There are two models here, one is that everyone is a homo economicus when citing papers, so no amount of persuasion is going to adjust people's citations. They are already making the optimal tradeoff based on their utility function of their personal interests vs. society's interests. The other is that people are subject to biases and blind spots, or just haven't even really considered whether they have the OPTION of not citing something that is questionable, in which case reminding them is a useful affordance.

I'm trying to be charitable to the author here, to recover useful advice. They didn't say things in the way I'm saying them. But they may have been pointing in a useful direction, and I'm trying to steelman that.

"the predators are running wild" does not mean "most people are acting in good faith, but are not competent enough for good faith to be a useful assumption".

Even upon careful rereading of that sentence, I disagree. But to parse this out based on this little sentence is too pointless for me. Like I said, I'm trying to focus on finding useful substance, not nitpicking the author, or you!

What are some of the recommendations that seem most off base to you?

Replied to John below

Even the crème de la crème of economics journals barely manage a ⅔ expected replication rate.

Is a two-thirds replication rate necessarily bad? This is an honest question, since I don't know what the optimal replication rate would be. Seems worth noting that a) a 100% replication rate seems too high, since it would indicate that people were only doing boring experiments that were certain to replicate b) "replication rate" seems to mean "does the first replication attempt succeed", and some fraction of replication attempts will fail due to random chance even if the effect is genuine.

I think there's an idea that a paper with a p=0.05 finding should replicate 95% of the time. If it doesn't then the p-value was wrong. 

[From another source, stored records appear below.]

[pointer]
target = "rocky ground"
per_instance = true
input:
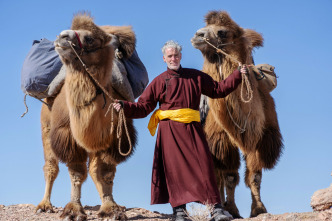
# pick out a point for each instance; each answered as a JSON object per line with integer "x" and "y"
{"x": 321, "y": 202}
{"x": 26, "y": 212}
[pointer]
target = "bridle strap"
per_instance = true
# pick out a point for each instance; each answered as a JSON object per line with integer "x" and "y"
{"x": 79, "y": 40}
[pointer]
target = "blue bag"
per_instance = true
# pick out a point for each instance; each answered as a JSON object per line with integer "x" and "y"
{"x": 40, "y": 67}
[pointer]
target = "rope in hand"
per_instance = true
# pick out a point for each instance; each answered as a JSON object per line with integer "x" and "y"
{"x": 245, "y": 80}
{"x": 122, "y": 118}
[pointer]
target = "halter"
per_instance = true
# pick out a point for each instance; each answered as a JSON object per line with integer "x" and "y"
{"x": 121, "y": 117}
{"x": 79, "y": 40}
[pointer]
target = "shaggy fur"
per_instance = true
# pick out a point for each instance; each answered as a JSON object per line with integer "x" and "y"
{"x": 261, "y": 143}
{"x": 74, "y": 126}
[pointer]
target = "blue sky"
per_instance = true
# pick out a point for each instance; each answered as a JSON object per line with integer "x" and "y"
{"x": 297, "y": 42}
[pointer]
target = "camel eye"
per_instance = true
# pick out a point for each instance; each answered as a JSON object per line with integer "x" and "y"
{"x": 222, "y": 34}
{"x": 88, "y": 39}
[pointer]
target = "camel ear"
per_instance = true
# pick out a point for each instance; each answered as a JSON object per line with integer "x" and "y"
{"x": 256, "y": 39}
{"x": 84, "y": 21}
{"x": 126, "y": 36}
{"x": 222, "y": 18}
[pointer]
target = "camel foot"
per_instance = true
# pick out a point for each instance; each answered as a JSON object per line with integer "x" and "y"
{"x": 258, "y": 209}
{"x": 44, "y": 206}
{"x": 233, "y": 210}
{"x": 111, "y": 209}
{"x": 73, "y": 211}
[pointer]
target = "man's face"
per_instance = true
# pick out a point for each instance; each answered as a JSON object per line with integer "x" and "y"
{"x": 172, "y": 58}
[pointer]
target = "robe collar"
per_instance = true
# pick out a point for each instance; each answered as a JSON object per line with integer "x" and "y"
{"x": 177, "y": 73}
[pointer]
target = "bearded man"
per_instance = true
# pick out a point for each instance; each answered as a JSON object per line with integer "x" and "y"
{"x": 182, "y": 168}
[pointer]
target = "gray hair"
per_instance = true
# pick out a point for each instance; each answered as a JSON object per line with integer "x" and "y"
{"x": 171, "y": 44}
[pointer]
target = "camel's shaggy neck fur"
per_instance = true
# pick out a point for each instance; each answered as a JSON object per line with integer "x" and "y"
{"x": 87, "y": 121}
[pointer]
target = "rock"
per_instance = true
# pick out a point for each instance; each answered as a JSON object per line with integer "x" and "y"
{"x": 322, "y": 199}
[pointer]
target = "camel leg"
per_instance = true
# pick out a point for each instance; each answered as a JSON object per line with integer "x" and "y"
{"x": 78, "y": 174}
{"x": 253, "y": 178}
{"x": 102, "y": 174}
{"x": 231, "y": 180}
{"x": 51, "y": 170}
{"x": 220, "y": 184}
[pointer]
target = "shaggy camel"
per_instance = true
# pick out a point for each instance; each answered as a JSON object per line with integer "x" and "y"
{"x": 231, "y": 123}
{"x": 74, "y": 126}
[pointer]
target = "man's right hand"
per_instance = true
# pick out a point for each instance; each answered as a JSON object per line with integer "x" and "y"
{"x": 116, "y": 105}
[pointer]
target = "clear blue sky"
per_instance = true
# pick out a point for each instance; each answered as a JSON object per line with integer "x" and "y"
{"x": 297, "y": 41}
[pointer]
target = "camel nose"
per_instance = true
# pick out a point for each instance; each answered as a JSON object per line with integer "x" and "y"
{"x": 66, "y": 35}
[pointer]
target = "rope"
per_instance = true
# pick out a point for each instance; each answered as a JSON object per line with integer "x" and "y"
{"x": 26, "y": 106}
{"x": 244, "y": 77}
{"x": 122, "y": 119}
{"x": 246, "y": 80}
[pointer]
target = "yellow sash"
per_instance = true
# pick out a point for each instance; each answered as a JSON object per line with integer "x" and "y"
{"x": 184, "y": 115}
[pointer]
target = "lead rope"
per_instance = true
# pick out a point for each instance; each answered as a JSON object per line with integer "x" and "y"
{"x": 122, "y": 119}
{"x": 242, "y": 130}
{"x": 244, "y": 77}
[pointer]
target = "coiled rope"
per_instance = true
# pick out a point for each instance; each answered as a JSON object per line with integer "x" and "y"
{"x": 245, "y": 80}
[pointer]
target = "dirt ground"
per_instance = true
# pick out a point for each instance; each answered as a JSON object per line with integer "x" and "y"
{"x": 26, "y": 212}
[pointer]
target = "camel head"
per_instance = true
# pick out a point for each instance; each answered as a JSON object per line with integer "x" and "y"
{"x": 89, "y": 41}
{"x": 222, "y": 32}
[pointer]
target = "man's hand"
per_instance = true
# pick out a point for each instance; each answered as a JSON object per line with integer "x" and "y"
{"x": 116, "y": 105}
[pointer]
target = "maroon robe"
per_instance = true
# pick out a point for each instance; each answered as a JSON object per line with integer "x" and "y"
{"x": 182, "y": 167}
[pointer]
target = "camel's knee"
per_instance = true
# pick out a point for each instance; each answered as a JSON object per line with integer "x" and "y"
{"x": 254, "y": 178}
{"x": 108, "y": 173}
{"x": 51, "y": 169}
{"x": 231, "y": 179}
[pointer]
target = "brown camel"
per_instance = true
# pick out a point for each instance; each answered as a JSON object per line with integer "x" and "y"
{"x": 75, "y": 130}
{"x": 232, "y": 123}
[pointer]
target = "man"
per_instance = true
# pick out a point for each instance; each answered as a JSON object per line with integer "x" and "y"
{"x": 182, "y": 169}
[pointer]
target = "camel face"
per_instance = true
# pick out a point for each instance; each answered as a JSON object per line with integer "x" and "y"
{"x": 88, "y": 40}
{"x": 217, "y": 35}
{"x": 220, "y": 32}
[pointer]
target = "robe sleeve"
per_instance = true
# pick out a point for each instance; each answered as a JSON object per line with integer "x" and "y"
{"x": 214, "y": 89}
{"x": 146, "y": 103}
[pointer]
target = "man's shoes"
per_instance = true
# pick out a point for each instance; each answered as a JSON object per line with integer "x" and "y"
{"x": 219, "y": 214}
{"x": 179, "y": 213}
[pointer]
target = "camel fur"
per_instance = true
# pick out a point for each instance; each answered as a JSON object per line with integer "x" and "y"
{"x": 261, "y": 142}
{"x": 75, "y": 130}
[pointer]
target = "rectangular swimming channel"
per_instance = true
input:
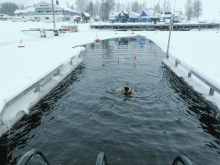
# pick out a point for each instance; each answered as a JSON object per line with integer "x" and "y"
{"x": 85, "y": 114}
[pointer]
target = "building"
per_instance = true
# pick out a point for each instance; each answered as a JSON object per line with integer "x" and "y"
{"x": 43, "y": 12}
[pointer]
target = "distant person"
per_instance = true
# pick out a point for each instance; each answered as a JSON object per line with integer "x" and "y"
{"x": 127, "y": 90}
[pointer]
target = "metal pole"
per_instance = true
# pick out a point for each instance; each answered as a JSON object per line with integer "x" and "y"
{"x": 53, "y": 15}
{"x": 171, "y": 26}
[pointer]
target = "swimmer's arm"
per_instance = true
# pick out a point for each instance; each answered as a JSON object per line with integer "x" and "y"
{"x": 118, "y": 89}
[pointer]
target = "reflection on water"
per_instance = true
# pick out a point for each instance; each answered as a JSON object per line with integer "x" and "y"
{"x": 84, "y": 115}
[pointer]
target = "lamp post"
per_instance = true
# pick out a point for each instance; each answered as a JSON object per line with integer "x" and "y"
{"x": 56, "y": 32}
{"x": 171, "y": 28}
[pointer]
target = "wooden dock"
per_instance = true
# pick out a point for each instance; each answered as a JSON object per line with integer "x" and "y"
{"x": 153, "y": 27}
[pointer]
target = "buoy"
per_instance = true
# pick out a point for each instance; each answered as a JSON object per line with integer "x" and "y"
{"x": 21, "y": 46}
{"x": 97, "y": 40}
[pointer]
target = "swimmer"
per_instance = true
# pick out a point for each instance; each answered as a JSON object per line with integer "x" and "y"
{"x": 126, "y": 90}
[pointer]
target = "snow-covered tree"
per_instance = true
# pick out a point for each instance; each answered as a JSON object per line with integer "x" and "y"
{"x": 197, "y": 8}
{"x": 81, "y": 5}
{"x": 128, "y": 7}
{"x": 72, "y": 7}
{"x": 106, "y": 7}
{"x": 135, "y": 7}
{"x": 189, "y": 10}
{"x": 118, "y": 7}
{"x": 157, "y": 8}
{"x": 90, "y": 8}
{"x": 67, "y": 4}
{"x": 97, "y": 8}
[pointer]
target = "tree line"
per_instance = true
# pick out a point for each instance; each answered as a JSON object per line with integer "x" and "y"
{"x": 104, "y": 8}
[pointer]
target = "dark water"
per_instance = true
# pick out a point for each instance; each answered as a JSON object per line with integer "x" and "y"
{"x": 84, "y": 115}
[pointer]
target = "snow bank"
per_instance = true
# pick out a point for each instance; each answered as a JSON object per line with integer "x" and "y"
{"x": 198, "y": 51}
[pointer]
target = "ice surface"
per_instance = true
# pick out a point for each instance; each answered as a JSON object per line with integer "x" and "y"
{"x": 22, "y": 67}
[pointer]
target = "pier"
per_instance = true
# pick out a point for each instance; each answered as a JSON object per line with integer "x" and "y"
{"x": 153, "y": 27}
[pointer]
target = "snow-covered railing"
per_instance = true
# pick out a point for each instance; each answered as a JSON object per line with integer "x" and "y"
{"x": 213, "y": 88}
{"x": 36, "y": 87}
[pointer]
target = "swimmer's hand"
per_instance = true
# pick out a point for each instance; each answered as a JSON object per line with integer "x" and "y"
{"x": 118, "y": 89}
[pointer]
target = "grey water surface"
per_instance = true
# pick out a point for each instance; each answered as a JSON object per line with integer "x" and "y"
{"x": 84, "y": 114}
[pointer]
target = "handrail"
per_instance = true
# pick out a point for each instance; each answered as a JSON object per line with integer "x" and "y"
{"x": 183, "y": 159}
{"x": 24, "y": 160}
{"x": 213, "y": 88}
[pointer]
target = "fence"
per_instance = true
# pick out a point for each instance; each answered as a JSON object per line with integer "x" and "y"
{"x": 213, "y": 87}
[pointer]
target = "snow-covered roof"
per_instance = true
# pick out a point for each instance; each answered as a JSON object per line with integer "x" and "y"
{"x": 134, "y": 15}
{"x": 65, "y": 8}
{"x": 96, "y": 16}
{"x": 86, "y": 14}
{"x": 75, "y": 16}
{"x": 31, "y": 9}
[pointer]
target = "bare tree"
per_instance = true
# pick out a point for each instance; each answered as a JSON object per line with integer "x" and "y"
{"x": 72, "y": 7}
{"x": 90, "y": 8}
{"x": 106, "y": 7}
{"x": 157, "y": 8}
{"x": 97, "y": 8}
{"x": 189, "y": 10}
{"x": 128, "y": 7}
{"x": 67, "y": 4}
{"x": 135, "y": 7}
{"x": 197, "y": 8}
{"x": 8, "y": 8}
{"x": 81, "y": 5}
{"x": 118, "y": 7}
{"x": 166, "y": 5}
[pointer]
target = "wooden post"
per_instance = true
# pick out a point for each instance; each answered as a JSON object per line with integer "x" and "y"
{"x": 176, "y": 63}
{"x": 189, "y": 74}
{"x": 211, "y": 92}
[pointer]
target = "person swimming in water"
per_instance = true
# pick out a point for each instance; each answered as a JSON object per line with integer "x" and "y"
{"x": 127, "y": 90}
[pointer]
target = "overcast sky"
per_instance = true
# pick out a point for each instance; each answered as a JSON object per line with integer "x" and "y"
{"x": 211, "y": 8}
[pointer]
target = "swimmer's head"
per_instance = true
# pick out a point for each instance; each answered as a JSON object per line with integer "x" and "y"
{"x": 126, "y": 87}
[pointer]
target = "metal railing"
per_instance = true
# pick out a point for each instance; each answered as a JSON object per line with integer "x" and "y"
{"x": 213, "y": 88}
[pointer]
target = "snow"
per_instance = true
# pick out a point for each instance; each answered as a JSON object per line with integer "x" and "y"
{"x": 65, "y": 8}
{"x": 22, "y": 67}
{"x": 31, "y": 9}
{"x": 86, "y": 14}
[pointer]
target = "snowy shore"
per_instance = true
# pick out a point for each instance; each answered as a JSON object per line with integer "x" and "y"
{"x": 22, "y": 67}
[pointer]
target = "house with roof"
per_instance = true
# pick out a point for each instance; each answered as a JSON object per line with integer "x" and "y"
{"x": 43, "y": 12}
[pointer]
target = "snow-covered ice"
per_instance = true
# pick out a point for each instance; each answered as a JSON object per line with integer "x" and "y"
{"x": 22, "y": 67}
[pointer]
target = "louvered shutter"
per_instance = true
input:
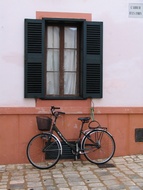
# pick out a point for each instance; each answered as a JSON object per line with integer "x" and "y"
{"x": 92, "y": 67}
{"x": 34, "y": 58}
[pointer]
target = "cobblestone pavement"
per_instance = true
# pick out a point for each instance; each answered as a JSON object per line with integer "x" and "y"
{"x": 120, "y": 173}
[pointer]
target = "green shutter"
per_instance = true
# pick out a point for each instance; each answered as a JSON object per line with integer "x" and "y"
{"x": 34, "y": 58}
{"x": 92, "y": 67}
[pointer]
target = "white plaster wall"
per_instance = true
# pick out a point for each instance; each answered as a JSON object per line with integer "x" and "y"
{"x": 122, "y": 48}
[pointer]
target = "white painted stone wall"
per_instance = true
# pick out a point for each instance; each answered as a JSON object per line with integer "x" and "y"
{"x": 122, "y": 48}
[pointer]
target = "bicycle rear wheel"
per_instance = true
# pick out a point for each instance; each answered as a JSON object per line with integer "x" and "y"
{"x": 44, "y": 150}
{"x": 98, "y": 146}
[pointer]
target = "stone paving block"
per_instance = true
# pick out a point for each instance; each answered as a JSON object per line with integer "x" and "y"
{"x": 127, "y": 174}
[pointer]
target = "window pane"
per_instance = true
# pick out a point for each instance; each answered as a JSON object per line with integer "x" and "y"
{"x": 70, "y": 83}
{"x": 53, "y": 37}
{"x": 70, "y": 37}
{"x": 53, "y": 83}
{"x": 53, "y": 60}
{"x": 70, "y": 60}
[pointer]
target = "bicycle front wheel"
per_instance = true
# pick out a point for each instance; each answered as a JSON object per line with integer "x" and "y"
{"x": 44, "y": 150}
{"x": 98, "y": 146}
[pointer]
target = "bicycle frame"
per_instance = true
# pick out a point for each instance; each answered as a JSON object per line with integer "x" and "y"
{"x": 60, "y": 135}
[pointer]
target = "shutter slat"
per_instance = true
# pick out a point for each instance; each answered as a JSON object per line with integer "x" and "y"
{"x": 93, "y": 60}
{"x": 34, "y": 63}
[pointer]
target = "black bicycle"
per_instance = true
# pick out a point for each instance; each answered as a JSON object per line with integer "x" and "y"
{"x": 45, "y": 149}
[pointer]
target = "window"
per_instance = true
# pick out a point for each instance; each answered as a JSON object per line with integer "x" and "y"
{"x": 63, "y": 59}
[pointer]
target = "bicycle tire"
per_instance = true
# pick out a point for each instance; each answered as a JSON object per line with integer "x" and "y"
{"x": 98, "y": 146}
{"x": 44, "y": 150}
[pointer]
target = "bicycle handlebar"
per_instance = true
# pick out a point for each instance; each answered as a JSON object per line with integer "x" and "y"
{"x": 56, "y": 113}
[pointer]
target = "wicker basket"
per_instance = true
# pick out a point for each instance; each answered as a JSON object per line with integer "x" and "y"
{"x": 44, "y": 123}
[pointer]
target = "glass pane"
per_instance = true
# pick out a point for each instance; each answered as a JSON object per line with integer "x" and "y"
{"x": 70, "y": 37}
{"x": 70, "y": 60}
{"x": 53, "y": 37}
{"x": 70, "y": 83}
{"x": 53, "y": 60}
{"x": 53, "y": 83}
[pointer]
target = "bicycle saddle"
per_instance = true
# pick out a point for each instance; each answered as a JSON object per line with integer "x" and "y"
{"x": 85, "y": 119}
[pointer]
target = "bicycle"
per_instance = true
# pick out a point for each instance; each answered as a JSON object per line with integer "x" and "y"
{"x": 45, "y": 149}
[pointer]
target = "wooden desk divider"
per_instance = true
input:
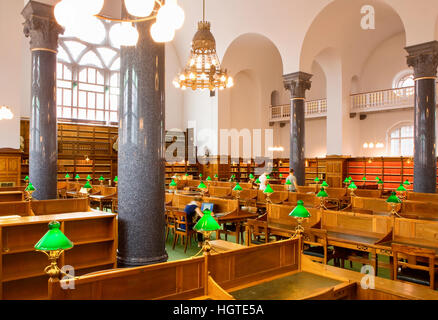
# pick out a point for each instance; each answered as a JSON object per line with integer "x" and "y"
{"x": 46, "y": 207}
{"x": 22, "y": 268}
{"x": 21, "y": 208}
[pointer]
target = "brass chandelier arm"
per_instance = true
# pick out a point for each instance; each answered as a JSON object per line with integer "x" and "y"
{"x": 151, "y": 17}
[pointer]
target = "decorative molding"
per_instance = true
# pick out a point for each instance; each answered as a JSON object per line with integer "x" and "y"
{"x": 297, "y": 83}
{"x": 41, "y": 27}
{"x": 424, "y": 59}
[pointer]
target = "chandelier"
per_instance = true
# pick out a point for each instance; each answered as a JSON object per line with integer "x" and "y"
{"x": 203, "y": 70}
{"x": 5, "y": 113}
{"x": 81, "y": 19}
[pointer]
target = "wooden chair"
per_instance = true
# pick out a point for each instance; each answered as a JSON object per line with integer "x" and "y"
{"x": 183, "y": 229}
{"x": 315, "y": 246}
{"x": 409, "y": 270}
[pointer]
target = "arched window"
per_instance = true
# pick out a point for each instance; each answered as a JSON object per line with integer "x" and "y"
{"x": 401, "y": 140}
{"x": 404, "y": 79}
{"x": 88, "y": 79}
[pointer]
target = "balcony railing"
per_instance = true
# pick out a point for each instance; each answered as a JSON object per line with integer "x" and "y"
{"x": 314, "y": 109}
{"x": 362, "y": 102}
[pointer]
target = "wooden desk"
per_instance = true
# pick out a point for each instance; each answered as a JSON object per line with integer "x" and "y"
{"x": 9, "y": 196}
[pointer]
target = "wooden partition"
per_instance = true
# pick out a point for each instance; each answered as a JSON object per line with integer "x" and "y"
{"x": 173, "y": 280}
{"x": 45, "y": 207}
{"x": 22, "y": 268}
{"x": 233, "y": 268}
{"x": 20, "y": 208}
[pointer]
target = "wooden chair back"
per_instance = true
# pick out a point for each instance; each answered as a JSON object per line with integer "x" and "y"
{"x": 367, "y": 193}
{"x": 411, "y": 253}
{"x": 20, "y": 208}
{"x": 45, "y": 207}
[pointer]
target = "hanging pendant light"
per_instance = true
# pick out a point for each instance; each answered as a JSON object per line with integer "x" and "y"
{"x": 80, "y": 18}
{"x": 203, "y": 70}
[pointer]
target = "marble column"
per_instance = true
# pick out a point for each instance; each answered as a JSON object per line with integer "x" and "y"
{"x": 297, "y": 83}
{"x": 141, "y": 153}
{"x": 424, "y": 60}
{"x": 41, "y": 27}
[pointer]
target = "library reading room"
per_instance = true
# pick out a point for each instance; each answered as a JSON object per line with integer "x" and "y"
{"x": 218, "y": 150}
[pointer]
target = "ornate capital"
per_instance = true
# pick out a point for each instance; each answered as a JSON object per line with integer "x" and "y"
{"x": 41, "y": 26}
{"x": 424, "y": 59}
{"x": 297, "y": 83}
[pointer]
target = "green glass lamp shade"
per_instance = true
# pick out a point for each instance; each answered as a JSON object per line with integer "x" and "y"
{"x": 393, "y": 198}
{"x": 173, "y": 183}
{"x": 202, "y": 186}
{"x": 54, "y": 239}
{"x": 207, "y": 223}
{"x": 300, "y": 211}
{"x": 268, "y": 189}
{"x": 352, "y": 186}
{"x": 30, "y": 187}
{"x": 322, "y": 194}
{"x": 401, "y": 188}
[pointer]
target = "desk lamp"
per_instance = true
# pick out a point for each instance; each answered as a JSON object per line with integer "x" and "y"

That's not really what a p-value means though, right? The actual replication rate should depend on the prior and the power of the studies.

I don't think a high replication rate necessarily implies the experiments were boring. Suppose you do 10 experiments, but they're all speculative and unlikely to be true: let's say only one of them is looking at a true effect, BUT your sample sizes are enormous and you have a low significance cutoff. So you detect the one effect and get 9 nulls on the others. When people try to replicate them, they have a 100% success rate on both the positive and the negative results.

The fraction of attempts that will fail due to random chance depends on the power, and replicators tend to go for very high levels of power, so typically you'd have about 5% false negatives or so in the replications.

I think the most plausible explanation is that scientists don't read the papers they cite

Indeed. Reading an abstract and skimming intro/discussion is as far as it goes in most cases. Sometimes it's just the title that is enough to trigger a citation. Often it's "reciting", copying the references from someone else's paper on the topic. My guess is that maybe 5% of references in a given paper have actually been read by the authors.

Andrew Gelman's take here.

I think there is an important (and obvious) third alternative to the two options presented at the end (of the snippet, rather early in the full piece), namely that many scientists are not very interested in the truth value of the papers they cite. This is neither malice nor stupidity. There is simply no mechanism to punish scientists who cite bad science (and it is not clear there should be, in my opinion). If a paper passes the initial hurdle of peer review it is officially Good Enough to be cited as well, even if it is later retracted (or, put differently, "I'm not responsible for the mistakes the people I cited make, the review committee should have caught it!").

If you're a scientist, your job is ostensibly to uncover the truth about your field of study, so I think being uninterested in the truth of the papers you cite is at least a little bit malicious.

Certainly, but it's not malicious in the sense of deliberately citing bad science. More like negligence.